A estas alturas de la película a nadie tiene que extrañar que
Cervantes y Shakespeare son considerados como los más grandes
representantes de la literatura hispánica e inglesa, respectivamente,
sino incluso universal. A ambos les tocó vivir durante la misma época y
fue tanta la semejanza entre ellos que la muerte inclusive quiso
llevarlos a los dos de la mano, dejando apenas un día de descanso entre
los dos pasamientos. «El Bardo de Avon» introdujo en sus obras
centenares de aforismos que desde entonces han ido abriéndose camino en
el inglés, construyendo en buena parte lo que hoy en día llamamos
«idioma de Shakespeare». Cervantes, por su parte, cogió la poca mierda
que se hablaba y escribía por estos parajes y la convirtió, de la noche
a la mañana, en lo que hoy hablamos cientos de millones de personas.
Castellano o español. Lo mismo da.
Incluso al final de sus vidas ambos fueron enterrados en sendas
iglesias y conventos. William descansa en el presbiterio de la iglesia
de la Santísima Trinidad (Holy Trinity Church) de Stratford, mientras
que Don Miguel reposa eternamente en el subsuelo del convento de las
Trinitarias, en Madrid, en una puta fosa común, eso sí. Y es que las dos
gotas de agua son distintas de cojones.
Shakespeare no descansa muy cerca del altar mayor de la iglesia de
la Santísima Trinidad por su cara bonita ni tampoco gracias a su fama o
prestigio como dramaturgo (que los tuvo, todo hay que decirlo), sino
debido a la más prosaica cifra de 440 libras. Que el lector escéptico
eche cuentas acerca de lo que le costaría hoy en día sufragarse un
entierro decente consistente en nicho y maceta, lo pase a libras y
tenga en cuenta la inflación acumulada de 400 años, para acabar dándose
cuenta de que a Shakespeare le costó un ojo de la cara poder
enterrarse en tamaña iglesia. Y es que el talento se paga, señores. Y
ciertamente Shakespeare se lo merecía, por supuesto.

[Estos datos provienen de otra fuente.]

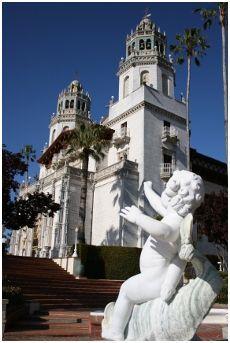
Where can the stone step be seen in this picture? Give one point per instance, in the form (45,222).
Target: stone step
(76,325)
(63,332)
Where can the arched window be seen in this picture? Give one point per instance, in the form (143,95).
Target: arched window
(53,136)
(162,49)
(126,87)
(157,45)
(67,104)
(141,44)
(148,44)
(144,79)
(165,87)
(72,103)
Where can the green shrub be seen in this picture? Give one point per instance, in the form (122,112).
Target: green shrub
(109,262)
(223,296)
(12,293)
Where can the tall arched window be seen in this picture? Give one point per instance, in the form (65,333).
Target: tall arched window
(126,87)
(162,49)
(148,44)
(165,85)
(157,45)
(72,103)
(144,79)
(67,104)
(141,44)
(53,136)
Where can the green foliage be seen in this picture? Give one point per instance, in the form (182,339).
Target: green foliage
(223,296)
(209,15)
(190,44)
(21,212)
(24,212)
(12,165)
(109,262)
(89,139)
(12,293)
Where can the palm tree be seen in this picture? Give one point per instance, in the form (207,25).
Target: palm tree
(87,140)
(29,155)
(208,16)
(190,45)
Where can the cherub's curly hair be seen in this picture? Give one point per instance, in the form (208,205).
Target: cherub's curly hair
(177,193)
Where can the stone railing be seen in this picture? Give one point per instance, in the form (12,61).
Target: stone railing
(126,164)
(166,170)
(28,188)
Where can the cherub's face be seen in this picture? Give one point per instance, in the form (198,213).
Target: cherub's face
(180,191)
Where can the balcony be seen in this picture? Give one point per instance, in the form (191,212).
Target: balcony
(121,137)
(166,170)
(169,135)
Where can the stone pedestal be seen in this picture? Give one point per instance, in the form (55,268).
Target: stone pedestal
(95,320)
(4,305)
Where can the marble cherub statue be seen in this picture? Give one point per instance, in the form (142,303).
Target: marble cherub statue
(165,253)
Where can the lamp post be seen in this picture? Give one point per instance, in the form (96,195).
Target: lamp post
(76,241)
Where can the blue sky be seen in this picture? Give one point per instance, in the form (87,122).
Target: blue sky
(47,45)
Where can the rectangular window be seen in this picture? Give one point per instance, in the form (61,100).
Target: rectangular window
(166,123)
(124,128)
(167,158)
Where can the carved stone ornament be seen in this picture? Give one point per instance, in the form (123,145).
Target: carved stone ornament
(150,306)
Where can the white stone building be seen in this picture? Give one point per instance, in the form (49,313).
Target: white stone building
(150,141)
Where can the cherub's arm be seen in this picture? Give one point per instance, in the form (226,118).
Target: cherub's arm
(173,276)
(155,228)
(154,199)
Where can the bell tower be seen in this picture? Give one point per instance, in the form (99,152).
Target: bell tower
(73,104)
(146,61)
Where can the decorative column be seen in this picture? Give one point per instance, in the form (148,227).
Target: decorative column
(65,204)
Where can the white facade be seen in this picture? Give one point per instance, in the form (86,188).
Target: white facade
(149,142)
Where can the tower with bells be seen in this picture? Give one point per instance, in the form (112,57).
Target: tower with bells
(150,139)
(54,237)
(149,142)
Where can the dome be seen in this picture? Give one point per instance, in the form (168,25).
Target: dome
(75,86)
(145,24)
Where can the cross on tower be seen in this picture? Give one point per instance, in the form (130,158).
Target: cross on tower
(146,13)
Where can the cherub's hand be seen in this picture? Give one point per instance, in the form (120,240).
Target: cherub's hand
(148,185)
(131,214)
(167,292)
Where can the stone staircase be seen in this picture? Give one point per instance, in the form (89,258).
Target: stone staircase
(65,302)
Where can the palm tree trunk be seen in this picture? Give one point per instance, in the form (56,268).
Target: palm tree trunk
(82,212)
(187,110)
(222,21)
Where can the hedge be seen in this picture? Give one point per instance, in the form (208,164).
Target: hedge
(223,296)
(109,262)
(11,292)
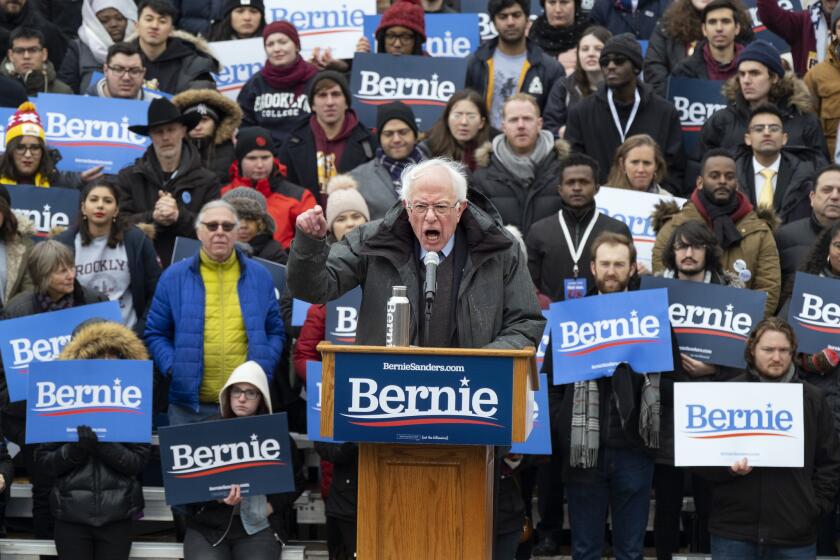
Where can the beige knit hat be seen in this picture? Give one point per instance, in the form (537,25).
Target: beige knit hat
(343,195)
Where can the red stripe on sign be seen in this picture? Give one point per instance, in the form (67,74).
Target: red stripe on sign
(420,421)
(709,332)
(747,434)
(231,468)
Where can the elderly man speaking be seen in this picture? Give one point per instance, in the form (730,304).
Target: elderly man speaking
(485,297)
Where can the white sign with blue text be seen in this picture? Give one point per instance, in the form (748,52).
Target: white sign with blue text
(717,424)
(326,24)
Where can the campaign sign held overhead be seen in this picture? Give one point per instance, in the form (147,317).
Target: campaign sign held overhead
(41,337)
(591,336)
(93,131)
(815,313)
(390,398)
(201,461)
(343,317)
(712,322)
(45,209)
(239,61)
(696,101)
(539,440)
(634,208)
(446,34)
(325,24)
(716,424)
(424,83)
(114,397)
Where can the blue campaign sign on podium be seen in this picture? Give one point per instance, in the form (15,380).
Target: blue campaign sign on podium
(391,398)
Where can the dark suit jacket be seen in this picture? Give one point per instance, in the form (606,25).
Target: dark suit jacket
(790,201)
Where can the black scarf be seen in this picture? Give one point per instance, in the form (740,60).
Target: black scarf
(555,40)
(721,217)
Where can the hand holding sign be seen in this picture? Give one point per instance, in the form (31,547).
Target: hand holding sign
(91,174)
(313,223)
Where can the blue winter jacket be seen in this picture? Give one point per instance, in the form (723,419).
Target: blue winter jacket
(175,324)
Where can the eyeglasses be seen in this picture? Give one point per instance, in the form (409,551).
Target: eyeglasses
(470,117)
(402,133)
(441,209)
(250,394)
(27,50)
(121,71)
(617,59)
(759,128)
(401,37)
(34,149)
(213,226)
(694,246)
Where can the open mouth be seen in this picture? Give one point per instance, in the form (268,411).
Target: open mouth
(432,235)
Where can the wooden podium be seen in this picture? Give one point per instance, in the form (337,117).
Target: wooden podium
(428,501)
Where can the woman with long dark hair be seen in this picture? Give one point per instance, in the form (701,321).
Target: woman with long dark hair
(244,19)
(131,268)
(463,127)
(560,26)
(581,83)
(275,97)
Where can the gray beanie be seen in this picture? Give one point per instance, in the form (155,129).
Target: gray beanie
(250,204)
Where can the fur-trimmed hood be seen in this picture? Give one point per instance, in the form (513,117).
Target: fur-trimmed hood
(106,338)
(198,43)
(229,110)
(483,152)
(662,212)
(790,94)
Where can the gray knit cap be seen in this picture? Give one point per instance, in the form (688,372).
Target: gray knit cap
(250,204)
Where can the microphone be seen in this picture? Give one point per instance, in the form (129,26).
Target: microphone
(431,260)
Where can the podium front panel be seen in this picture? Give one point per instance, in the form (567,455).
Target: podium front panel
(423,399)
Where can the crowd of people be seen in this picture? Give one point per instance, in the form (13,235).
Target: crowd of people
(502,185)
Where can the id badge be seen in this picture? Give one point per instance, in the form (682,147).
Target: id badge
(574,288)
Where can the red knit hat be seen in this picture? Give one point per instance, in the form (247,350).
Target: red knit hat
(284,27)
(405,13)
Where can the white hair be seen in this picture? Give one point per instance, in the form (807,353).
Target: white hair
(414,171)
(216,204)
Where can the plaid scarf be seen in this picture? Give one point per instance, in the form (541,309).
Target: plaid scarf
(650,415)
(395,167)
(586,425)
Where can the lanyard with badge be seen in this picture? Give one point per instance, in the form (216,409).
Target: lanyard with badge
(637,100)
(576,287)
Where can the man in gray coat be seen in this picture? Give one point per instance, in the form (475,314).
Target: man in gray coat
(485,297)
(380,179)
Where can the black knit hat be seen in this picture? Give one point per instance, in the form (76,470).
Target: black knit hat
(625,44)
(396,110)
(231,5)
(764,53)
(337,77)
(252,138)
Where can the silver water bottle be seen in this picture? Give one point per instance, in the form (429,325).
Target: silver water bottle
(398,319)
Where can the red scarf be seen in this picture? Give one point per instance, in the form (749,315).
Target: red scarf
(285,78)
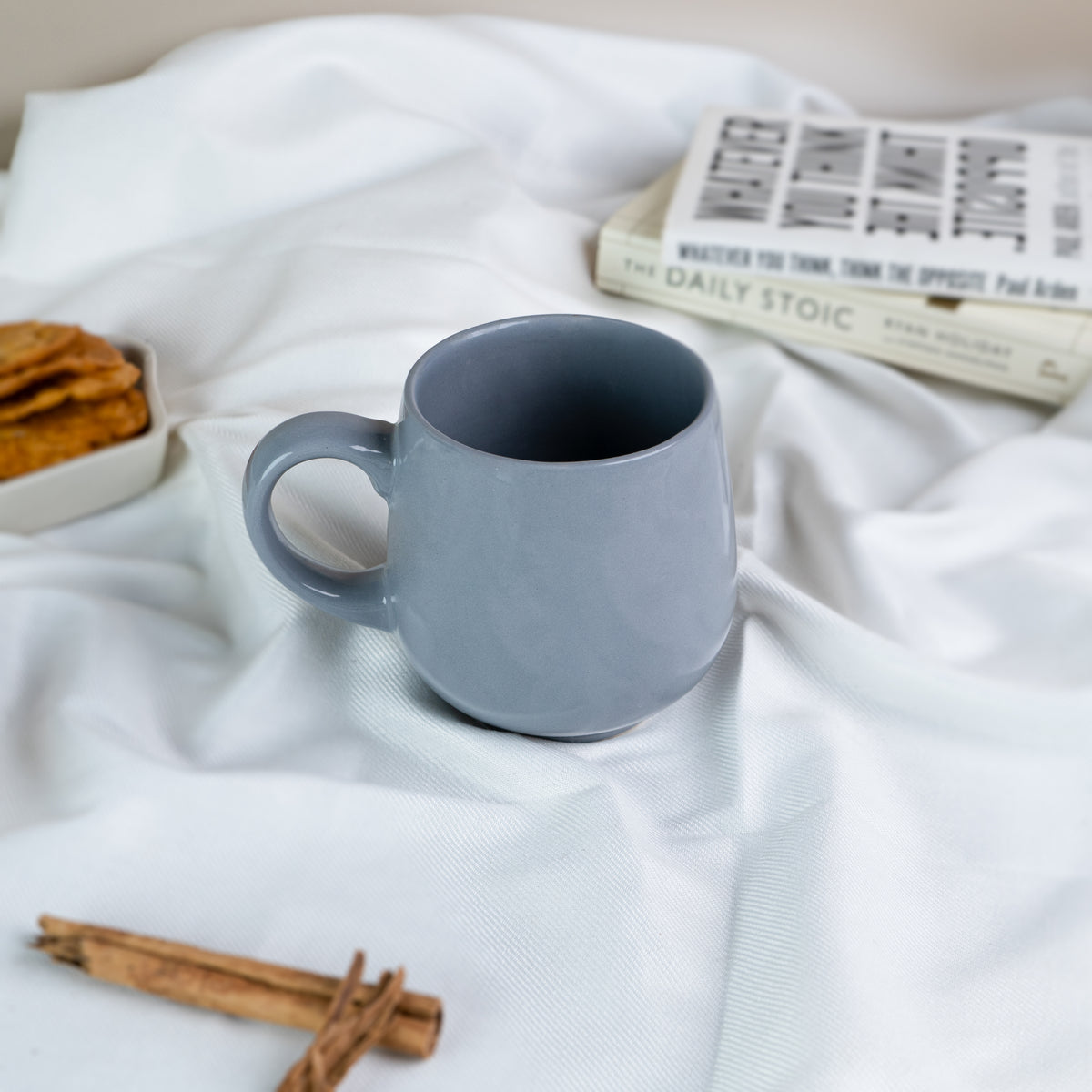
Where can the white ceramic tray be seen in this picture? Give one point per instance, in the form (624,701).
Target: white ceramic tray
(98,480)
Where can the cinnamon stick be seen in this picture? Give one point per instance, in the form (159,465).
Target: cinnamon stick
(232,984)
(348,1033)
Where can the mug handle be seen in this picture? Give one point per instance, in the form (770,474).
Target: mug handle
(359,596)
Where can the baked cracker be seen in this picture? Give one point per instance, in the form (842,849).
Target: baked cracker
(72,430)
(91,387)
(25,343)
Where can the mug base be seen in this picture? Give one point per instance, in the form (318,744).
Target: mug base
(590,738)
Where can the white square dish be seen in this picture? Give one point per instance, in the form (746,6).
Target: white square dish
(101,479)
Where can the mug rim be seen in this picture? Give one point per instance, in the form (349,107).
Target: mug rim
(410,394)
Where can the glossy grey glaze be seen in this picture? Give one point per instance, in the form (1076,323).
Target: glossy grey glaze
(561,555)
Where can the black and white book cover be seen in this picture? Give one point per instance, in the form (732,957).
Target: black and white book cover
(925,207)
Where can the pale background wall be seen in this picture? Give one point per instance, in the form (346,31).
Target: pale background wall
(918,58)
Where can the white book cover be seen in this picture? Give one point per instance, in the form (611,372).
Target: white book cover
(934,208)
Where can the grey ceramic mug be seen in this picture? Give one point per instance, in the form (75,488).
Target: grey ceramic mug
(561,552)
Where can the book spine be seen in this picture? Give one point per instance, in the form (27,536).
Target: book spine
(938,344)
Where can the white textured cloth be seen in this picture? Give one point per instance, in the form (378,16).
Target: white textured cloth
(857,856)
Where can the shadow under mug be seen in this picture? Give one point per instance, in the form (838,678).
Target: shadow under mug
(561,550)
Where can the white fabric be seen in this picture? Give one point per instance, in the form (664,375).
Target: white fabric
(857,856)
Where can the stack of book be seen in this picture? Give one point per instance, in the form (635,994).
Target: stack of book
(943,249)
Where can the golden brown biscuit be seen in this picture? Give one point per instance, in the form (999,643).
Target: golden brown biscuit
(63,365)
(72,430)
(25,343)
(92,387)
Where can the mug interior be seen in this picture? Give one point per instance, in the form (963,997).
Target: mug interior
(560,388)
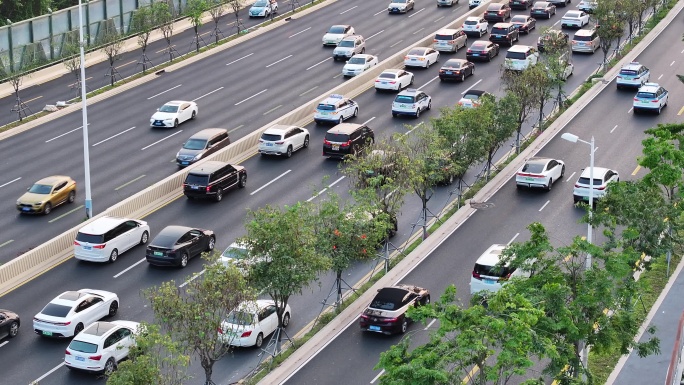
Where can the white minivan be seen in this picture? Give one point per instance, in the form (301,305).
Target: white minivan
(104,239)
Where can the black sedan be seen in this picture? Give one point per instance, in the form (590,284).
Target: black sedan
(482,50)
(524,23)
(175,245)
(9,324)
(456,69)
(386,314)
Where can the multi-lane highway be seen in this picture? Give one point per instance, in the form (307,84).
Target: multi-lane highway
(240,106)
(618,134)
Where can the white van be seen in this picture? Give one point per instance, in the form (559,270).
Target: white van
(105,238)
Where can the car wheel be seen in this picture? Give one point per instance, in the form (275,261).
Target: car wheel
(110,366)
(259,341)
(13,329)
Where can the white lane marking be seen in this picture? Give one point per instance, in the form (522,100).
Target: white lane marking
(547,202)
(416,12)
(12,181)
(130,267)
(255,95)
(513,239)
(276,62)
(161,140)
(320,62)
(430,81)
(163,92)
(375,34)
(237,60)
(66,133)
(302,31)
(48,373)
(343,12)
(378,376)
(194,277)
(267,184)
(471,87)
(112,137)
(207,94)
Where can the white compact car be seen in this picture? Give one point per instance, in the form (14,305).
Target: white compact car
(251,322)
(104,239)
(540,172)
(101,346)
(358,64)
(70,312)
(283,140)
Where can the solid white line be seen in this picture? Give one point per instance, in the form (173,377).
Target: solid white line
(547,202)
(378,376)
(373,35)
(471,87)
(112,137)
(275,179)
(161,140)
(48,373)
(513,239)
(237,60)
(274,63)
(258,93)
(343,12)
(320,62)
(208,93)
(12,181)
(417,12)
(66,133)
(430,81)
(163,92)
(132,266)
(302,31)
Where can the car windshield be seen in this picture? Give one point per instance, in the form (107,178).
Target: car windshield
(240,318)
(195,144)
(40,189)
(168,108)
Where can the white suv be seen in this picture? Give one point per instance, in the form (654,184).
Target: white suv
(104,239)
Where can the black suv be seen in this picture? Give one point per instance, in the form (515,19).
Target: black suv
(346,139)
(212,178)
(504,33)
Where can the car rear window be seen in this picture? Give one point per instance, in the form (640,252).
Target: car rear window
(83,347)
(55,310)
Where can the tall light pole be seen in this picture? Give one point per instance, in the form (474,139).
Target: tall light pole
(84,113)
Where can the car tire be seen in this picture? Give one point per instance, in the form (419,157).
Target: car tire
(13,329)
(113,256)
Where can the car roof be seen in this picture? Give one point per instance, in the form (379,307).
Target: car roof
(102,225)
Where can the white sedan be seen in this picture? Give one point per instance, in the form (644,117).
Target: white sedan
(101,346)
(359,63)
(421,57)
(540,172)
(393,79)
(174,113)
(575,19)
(69,313)
(251,322)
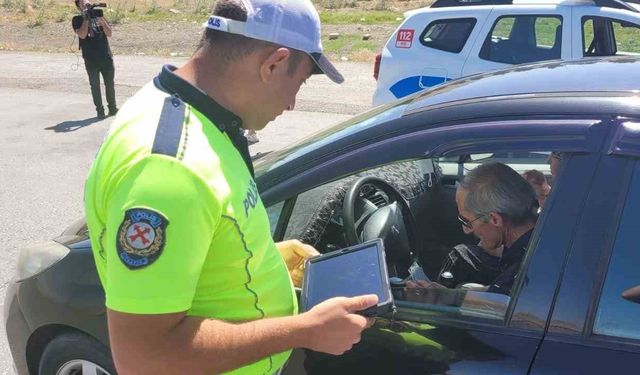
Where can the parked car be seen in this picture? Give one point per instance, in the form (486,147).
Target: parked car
(572,308)
(456,38)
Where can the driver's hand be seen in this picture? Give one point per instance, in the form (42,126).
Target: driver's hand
(294,253)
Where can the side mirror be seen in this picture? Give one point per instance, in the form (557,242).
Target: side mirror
(632,294)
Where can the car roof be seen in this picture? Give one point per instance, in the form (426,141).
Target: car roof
(547,79)
(448,5)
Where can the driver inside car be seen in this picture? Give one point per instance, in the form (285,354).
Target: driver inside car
(499,207)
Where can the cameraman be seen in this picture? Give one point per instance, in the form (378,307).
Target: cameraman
(93,30)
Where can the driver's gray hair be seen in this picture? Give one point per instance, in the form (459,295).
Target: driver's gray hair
(495,187)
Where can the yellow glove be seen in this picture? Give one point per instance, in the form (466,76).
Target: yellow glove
(294,253)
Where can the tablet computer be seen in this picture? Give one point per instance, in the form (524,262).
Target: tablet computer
(348,272)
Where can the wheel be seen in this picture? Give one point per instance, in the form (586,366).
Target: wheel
(393,222)
(76,354)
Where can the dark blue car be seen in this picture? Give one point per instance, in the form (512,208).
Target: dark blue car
(392,173)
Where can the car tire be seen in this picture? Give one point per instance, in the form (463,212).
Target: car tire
(69,353)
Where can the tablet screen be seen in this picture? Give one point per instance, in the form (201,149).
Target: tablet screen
(347,275)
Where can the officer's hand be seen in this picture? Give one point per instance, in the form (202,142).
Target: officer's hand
(294,253)
(335,327)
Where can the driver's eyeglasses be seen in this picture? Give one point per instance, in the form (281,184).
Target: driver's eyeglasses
(468,223)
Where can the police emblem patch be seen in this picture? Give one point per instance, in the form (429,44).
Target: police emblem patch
(141,237)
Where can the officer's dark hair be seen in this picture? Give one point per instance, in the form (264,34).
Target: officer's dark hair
(495,187)
(231,47)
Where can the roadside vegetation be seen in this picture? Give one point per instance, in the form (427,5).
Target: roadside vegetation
(352,20)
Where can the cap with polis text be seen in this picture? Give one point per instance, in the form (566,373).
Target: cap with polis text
(290,23)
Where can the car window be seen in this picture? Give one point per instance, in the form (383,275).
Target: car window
(617,316)
(519,161)
(448,35)
(523,39)
(273,212)
(608,37)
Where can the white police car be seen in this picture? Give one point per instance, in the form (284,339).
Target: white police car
(455,38)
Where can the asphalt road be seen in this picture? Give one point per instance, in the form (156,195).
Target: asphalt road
(49,138)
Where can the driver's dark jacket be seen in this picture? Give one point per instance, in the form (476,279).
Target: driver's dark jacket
(510,265)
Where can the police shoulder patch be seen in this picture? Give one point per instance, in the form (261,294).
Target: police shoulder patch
(141,237)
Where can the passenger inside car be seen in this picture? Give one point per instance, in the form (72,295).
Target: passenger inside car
(499,207)
(539,183)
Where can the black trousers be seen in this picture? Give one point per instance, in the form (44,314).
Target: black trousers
(94,69)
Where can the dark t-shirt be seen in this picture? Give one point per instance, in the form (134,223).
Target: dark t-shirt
(95,47)
(510,265)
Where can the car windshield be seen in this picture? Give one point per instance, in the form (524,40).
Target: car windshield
(318,140)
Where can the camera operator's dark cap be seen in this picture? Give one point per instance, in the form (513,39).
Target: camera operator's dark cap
(290,23)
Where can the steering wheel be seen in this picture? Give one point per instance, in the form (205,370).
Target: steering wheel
(393,223)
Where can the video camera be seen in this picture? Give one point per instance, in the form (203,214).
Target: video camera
(94,11)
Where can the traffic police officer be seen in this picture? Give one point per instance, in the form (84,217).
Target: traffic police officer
(181,240)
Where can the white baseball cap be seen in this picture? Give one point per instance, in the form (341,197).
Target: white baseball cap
(289,23)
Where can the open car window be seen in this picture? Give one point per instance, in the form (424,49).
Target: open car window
(459,165)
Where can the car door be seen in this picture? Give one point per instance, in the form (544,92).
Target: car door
(605,32)
(478,332)
(594,327)
(518,36)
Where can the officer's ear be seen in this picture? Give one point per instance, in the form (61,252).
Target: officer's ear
(496,219)
(274,63)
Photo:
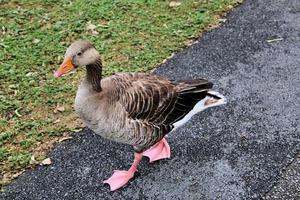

Ahora bien, Don Miguel no huele en vida nada que pueda asemejarse ni
a las migajas de lo que los isabelinos derrochaban con Shakespeare. Ve
sin embargo como Felipe II firma una providencia que lo manda apresar,
supuestamente por herir en duelo a un tal Antonio Sigura. Decide
entonces pasar a Italia, en dónde lee apasionadamente las novelas
caballerescas y se imbuye del arte y estilo italianos. A continuación se
embarca con rumbo a Lepanto, para hacer frente al taimado turco en la
famosa y a la postre inútil batalla. Años más tarde, a su regreso a
España es apresado por una flotilla turca, junto con su hermano Rodrigo,
permaneciendo cinco años cautivo en Argel.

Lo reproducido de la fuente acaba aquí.